One of two trades to go down in 1969, this trade involved two players that didn’t really have lengthy careers. The other trade was a complete disaster for the Twins and should not be discussed here. 1969 was a great year for the Twins. Just not for Twins trades. Yikes.
Result: -0.3 WAR
Top 5 Minnesota Twins Trades of the Decade
- 1964: Minnesota Twins trade P Gerry Arrigo to the Cincinnati Reds for OF Cesar Tovar. Bringing in Cesar Tovar for an extra pitcher was good for a bonus 23.7 WAR, making it an easy call for the top spot
- 1963: Minnesota Twins trade P Jack Kralick to the Cleveland Indians for P Jim Perry. The Twins gave an above average pitcher and got a player that would make their team Hall of Fame. Pretty good deal.

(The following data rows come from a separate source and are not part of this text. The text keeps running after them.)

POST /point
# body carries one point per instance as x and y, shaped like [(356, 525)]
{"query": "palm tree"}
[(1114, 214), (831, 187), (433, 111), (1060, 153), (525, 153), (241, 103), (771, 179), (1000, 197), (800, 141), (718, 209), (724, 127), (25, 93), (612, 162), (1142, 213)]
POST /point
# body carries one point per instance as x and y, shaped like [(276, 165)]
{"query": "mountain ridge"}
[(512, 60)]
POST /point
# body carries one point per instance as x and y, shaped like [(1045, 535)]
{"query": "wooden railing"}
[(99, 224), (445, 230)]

- 1967: Minnesota Twins trade P Mudcat Grant and SS Zoilo Versalles to the Los Angeles Dodgers for P Bob Miller, P Ron Perranoski, and C John Roseboro. This Twins shakeup helped the team stay relevant at the end of the decade, even if it meant sacrificing some popular familiar faces.
- 1968: Minnesota Twins trade P Jim Merritt to the Cincinnati Reds for SS Leo Cardenas. The Twins had an excess of good starting pitchers and used it to acquire an All-Star shortstop that helped lead them to their first two division titles.
- 1962: Minnesota Twins trade P Pedro Ramos to the Cleveland Indians for 1B Vic Power and P Dick Stigman. This trade helped make the team relevant for the first time in Minnesota and really showed that the team was here to stay.